Al siguiente día partimos al Delta del Tigre, que se localiza en la provincia de Buenos Aires. Para llegar abordamos un tren que pasó por Vicente López, el barrio presidencial, algo tan lujoso como el lugar que habita el inquilino de Los Pinos.

Al empezar el recorrido, observamos casas de descanso y casas habitación enclavadas en las altas orillas del Delta. Más adelante vimos un lujoso Club de Polo que funcionaba durante la época del esplendor económico en Argentina, allá cuando Menem los mareó con la paridad del dólar con el peso y que ahora es como un silencioso testigo de las riquezas que se han esfumado.

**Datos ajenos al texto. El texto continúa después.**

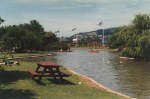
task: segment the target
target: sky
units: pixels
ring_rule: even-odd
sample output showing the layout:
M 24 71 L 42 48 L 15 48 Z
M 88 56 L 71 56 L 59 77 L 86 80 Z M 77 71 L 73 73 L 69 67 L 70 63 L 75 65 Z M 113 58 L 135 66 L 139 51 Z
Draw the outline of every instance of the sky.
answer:
M 149 5 L 150 0 L 0 0 L 0 17 L 5 20 L 1 26 L 36 19 L 45 31 L 59 30 L 57 36 L 67 37 L 128 25 L 136 14 L 150 13 Z

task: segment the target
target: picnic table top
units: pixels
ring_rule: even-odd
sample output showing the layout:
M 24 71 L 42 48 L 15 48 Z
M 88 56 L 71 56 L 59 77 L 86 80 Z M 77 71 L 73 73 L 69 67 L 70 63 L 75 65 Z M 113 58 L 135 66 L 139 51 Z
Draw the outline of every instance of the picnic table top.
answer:
M 61 65 L 59 65 L 59 64 L 56 64 L 56 63 L 54 63 L 54 62 L 38 62 L 37 63 L 38 65 L 40 65 L 40 66 L 43 66 L 43 67 L 60 67 Z

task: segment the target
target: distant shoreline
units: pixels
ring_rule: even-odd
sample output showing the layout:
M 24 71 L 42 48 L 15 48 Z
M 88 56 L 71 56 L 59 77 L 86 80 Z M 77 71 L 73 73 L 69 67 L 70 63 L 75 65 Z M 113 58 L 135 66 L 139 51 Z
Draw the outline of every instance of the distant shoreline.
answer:
M 71 50 L 89 50 L 89 49 L 91 49 L 91 47 L 71 47 Z M 107 48 L 107 47 L 93 48 L 93 49 L 118 52 L 118 49 L 110 49 L 110 48 Z

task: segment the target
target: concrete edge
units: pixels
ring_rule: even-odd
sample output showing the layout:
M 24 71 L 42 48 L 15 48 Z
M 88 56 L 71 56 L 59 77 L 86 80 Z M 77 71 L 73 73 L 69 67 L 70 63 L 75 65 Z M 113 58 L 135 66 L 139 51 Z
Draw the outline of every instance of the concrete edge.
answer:
M 93 79 L 90 78 L 90 77 L 87 77 L 87 76 L 85 76 L 85 75 L 79 74 L 79 73 L 77 73 L 77 72 L 75 72 L 75 71 L 73 71 L 73 70 L 71 70 L 71 69 L 69 69 L 69 68 L 66 68 L 66 69 L 67 69 L 69 72 L 71 72 L 71 73 L 73 73 L 73 74 L 79 76 L 79 78 L 82 79 L 84 82 L 88 82 L 88 85 L 90 85 L 90 86 L 92 86 L 92 87 L 99 88 L 99 89 L 103 89 L 103 90 L 105 90 L 106 92 L 110 92 L 110 93 L 119 95 L 119 96 L 124 97 L 124 98 L 126 98 L 126 99 L 136 99 L 136 98 L 132 98 L 132 97 L 130 97 L 130 96 L 124 95 L 124 94 L 122 94 L 122 93 L 116 92 L 116 91 L 114 91 L 114 90 L 111 90 L 111 89 L 109 89 L 109 88 L 103 86 L 102 84 L 96 82 L 95 80 L 93 80 Z

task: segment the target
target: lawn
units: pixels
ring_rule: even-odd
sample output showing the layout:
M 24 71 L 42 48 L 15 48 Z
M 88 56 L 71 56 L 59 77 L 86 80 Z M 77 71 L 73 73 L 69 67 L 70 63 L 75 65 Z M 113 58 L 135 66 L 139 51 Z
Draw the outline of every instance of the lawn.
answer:
M 122 99 L 122 97 L 79 84 L 76 75 L 65 79 L 64 83 L 42 78 L 42 83 L 31 79 L 28 70 L 35 70 L 36 63 L 20 62 L 20 65 L 0 68 L 0 99 Z

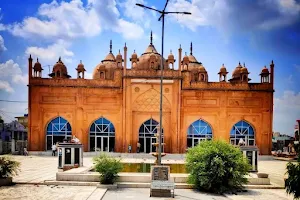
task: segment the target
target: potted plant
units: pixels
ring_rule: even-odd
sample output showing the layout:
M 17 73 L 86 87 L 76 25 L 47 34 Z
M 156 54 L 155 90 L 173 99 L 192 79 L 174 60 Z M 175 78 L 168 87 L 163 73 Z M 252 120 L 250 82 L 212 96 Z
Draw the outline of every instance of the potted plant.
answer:
M 95 171 L 100 173 L 100 183 L 105 185 L 112 185 L 118 178 L 118 173 L 123 169 L 120 160 L 101 154 L 94 157 Z
M 20 162 L 8 156 L 0 157 L 0 186 L 11 185 L 12 177 L 18 174 Z

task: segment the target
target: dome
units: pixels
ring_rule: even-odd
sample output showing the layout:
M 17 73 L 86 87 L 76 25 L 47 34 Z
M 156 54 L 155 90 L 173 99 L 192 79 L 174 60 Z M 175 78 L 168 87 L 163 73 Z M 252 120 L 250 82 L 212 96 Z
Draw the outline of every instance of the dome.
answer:
M 172 51 L 170 51 L 170 54 L 168 55 L 168 60 L 174 60 L 174 55 L 172 54 Z
M 199 66 L 198 70 L 200 73 L 207 73 L 205 67 L 202 64 Z
M 41 65 L 41 63 L 39 63 L 39 59 L 38 58 L 36 59 L 36 63 L 33 66 L 33 70 L 37 71 L 37 72 L 41 72 L 43 70 L 42 69 L 42 65 Z
M 261 74 L 269 74 L 269 69 L 265 66 L 262 70 L 261 70 Z
M 133 59 L 137 59 L 138 58 L 137 54 L 135 53 L 135 50 L 133 51 L 133 54 L 131 55 L 131 58 L 133 58 Z
M 116 60 L 122 60 L 122 55 L 121 55 L 120 50 L 119 50 L 119 53 L 118 53 L 118 55 L 117 55 L 117 57 L 116 57 Z
M 103 61 L 116 61 L 116 58 L 115 58 L 114 54 L 110 52 L 109 54 L 107 54 L 107 56 L 104 58 L 104 60 L 102 60 L 102 62 Z
M 241 73 L 249 74 L 247 67 L 243 67 L 242 70 L 241 70 Z
M 82 61 L 80 61 L 80 63 L 78 64 L 76 70 L 77 71 L 85 71 L 84 65 L 82 64 Z
M 235 68 L 235 70 L 232 73 L 232 78 L 239 78 L 242 70 L 242 65 L 239 63 L 239 65 Z
M 61 58 L 59 57 L 56 64 L 53 66 L 53 72 L 61 71 L 63 74 L 68 74 L 67 67 L 65 64 L 61 61 Z
M 222 67 L 220 68 L 219 74 L 227 74 L 227 73 L 228 73 L 228 72 L 227 72 L 227 70 L 226 70 L 226 67 L 225 67 L 225 65 L 223 64 Z

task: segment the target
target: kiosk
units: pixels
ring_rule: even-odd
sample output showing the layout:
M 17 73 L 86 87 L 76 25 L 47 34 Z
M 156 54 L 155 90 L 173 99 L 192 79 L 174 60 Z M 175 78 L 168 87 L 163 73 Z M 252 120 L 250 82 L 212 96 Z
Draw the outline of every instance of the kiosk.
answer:
M 244 157 L 248 158 L 251 165 L 250 172 L 257 172 L 258 148 L 256 146 L 240 146 L 240 149 Z
M 58 169 L 83 166 L 83 145 L 78 143 L 58 144 Z

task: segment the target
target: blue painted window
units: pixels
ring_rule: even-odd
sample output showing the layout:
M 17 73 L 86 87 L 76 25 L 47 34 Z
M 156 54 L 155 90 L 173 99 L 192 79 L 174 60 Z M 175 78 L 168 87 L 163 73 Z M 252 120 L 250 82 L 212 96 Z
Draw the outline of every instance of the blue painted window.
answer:
M 66 119 L 57 117 L 48 124 L 46 135 L 46 149 L 51 150 L 53 144 L 63 142 L 64 139 L 71 139 L 71 125 Z
M 211 140 L 213 138 L 211 126 L 199 119 L 193 122 L 187 131 L 187 147 L 194 147 L 202 140 Z
M 253 127 L 246 121 L 239 121 L 230 130 L 230 143 L 239 145 L 244 143 L 246 146 L 255 145 L 255 133 Z

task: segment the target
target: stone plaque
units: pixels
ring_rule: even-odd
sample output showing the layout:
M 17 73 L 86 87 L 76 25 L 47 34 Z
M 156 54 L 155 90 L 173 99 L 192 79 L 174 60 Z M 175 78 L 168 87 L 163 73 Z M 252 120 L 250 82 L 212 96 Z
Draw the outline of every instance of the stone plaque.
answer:
M 152 166 L 151 180 L 152 181 L 168 181 L 170 178 L 169 166 Z

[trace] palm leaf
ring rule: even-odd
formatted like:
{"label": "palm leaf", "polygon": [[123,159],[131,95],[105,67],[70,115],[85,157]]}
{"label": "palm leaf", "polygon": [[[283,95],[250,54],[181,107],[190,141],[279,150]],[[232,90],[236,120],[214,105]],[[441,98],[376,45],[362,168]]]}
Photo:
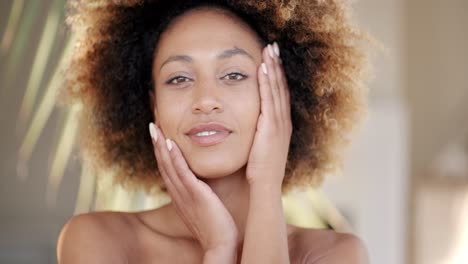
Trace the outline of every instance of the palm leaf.
{"label": "palm leaf", "polygon": [[8,22],[6,25],[6,30],[2,36],[2,42],[0,43],[0,50],[3,54],[6,54],[11,47],[13,37],[15,36],[16,29],[18,28],[18,23],[21,17],[21,11],[24,7],[24,0],[13,1],[11,5],[10,15],[8,16]]}
{"label": "palm leaf", "polygon": [[57,31],[61,22],[61,10],[63,8],[63,0],[54,0],[49,9],[47,20],[44,25],[39,45],[36,49],[31,73],[29,74],[26,92],[24,93],[23,102],[20,107],[19,122],[20,126],[29,119],[31,110],[37,98],[37,93],[45,76],[48,58],[52,53],[53,44],[57,39]]}
{"label": "palm leaf", "polygon": [[[13,4],[12,11],[14,11],[15,14],[11,14],[9,16],[11,17],[11,20],[13,22],[9,23],[8,26],[10,26],[10,28],[7,28],[4,34],[5,43],[7,43],[5,44],[5,46],[7,46],[6,51],[7,51],[8,56],[6,59],[6,69],[4,70],[3,75],[2,75],[2,81],[3,81],[3,85],[2,85],[3,88],[1,91],[2,96],[5,95],[6,89],[12,88],[11,83],[13,81],[13,78],[17,76],[15,73],[18,72],[17,68],[18,68],[19,63],[22,60],[24,60],[23,56],[26,53],[27,44],[30,42],[30,37],[32,35],[31,33],[33,31],[37,17],[39,15],[37,10],[38,10],[40,1],[30,1],[29,3],[30,3],[29,5],[25,6],[24,15],[21,16],[18,30],[11,37],[9,36],[9,34],[13,34],[15,30],[16,25],[14,23],[14,20],[17,19],[16,18],[17,16],[16,13],[18,13],[17,9],[19,9],[22,6],[22,4],[17,4],[18,7],[15,7],[15,4]],[[10,41],[12,41],[12,44],[8,45]]]}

De regreso recorrimos la famosa Avenida Nueve de Julio. En algún punto topamos con el Obelisco, junto al que ondean las banderas de Argentina y de Buenos Aires.

Mi afición por el tango me hizo impensable perderme una noche sin escuchar Volver, en vivo, así que contratamos un paquete que show y cena. Muy comercial, lo sé, pero qué quieren. De regalo, dijo el vendedor, les voy a dar una clase de tango. Tantísimo gusto, con lo que nos gusta bailar, dijimos sin poder rechazar la oferta.

Después de todo, no nos costó tanto trabajo agarrarle la onda al tango, cuyos pasos básicos (pero muuuy básicos) son bastantes sencillos. El el grupo había una pareja de franceses cincuentones que bailaban como si tuvieran veintitantos, un brasileño borracho y su esposa, un par de mujeres solas que me pisaban y que a huevo querían estar en la fila de adelante, entre otros. Luego pasamos al espectáculo que duró poco más de dos horas.  Tal vez hubiera preferido algo más pequeño e íntimo, como de barriada, pero no estuvo nada mal.

El último día en Buenos Aires desayunamos en el Café Tortoni, lugar que vio desfilar a las glorias de la literatura argentina, donde la comida es buena y los precios normalitos. Al terminar recorrimos los elegantes salones y curioseamos entre las notas periodísticas enmarcadas y empotradas sobre las paredes. 

Al salir, aprovechamos para caminar por Corrientes, la avenida que vio nacer el tango y que antiguamente fue el corazón porteño de la vida nocturna y bohemia. Recorrimos varias librerías de viejo y tuvimos afortunados descubrimientos.

Vimos el reloj. Apresuramos el paso a una librería más y nos dirigimos hacia el aeropuerto. El fin del mundo nos esperaba, pero esa, es otra historia.

2 comentarios:

MIGUEL ANTONIO LUPIÁN SOTO dijo...

Excelente crónica; hiciste que volviera a vivirlo.

La Rumu dijo...

Cuando quieras te presto las fotos... ah no.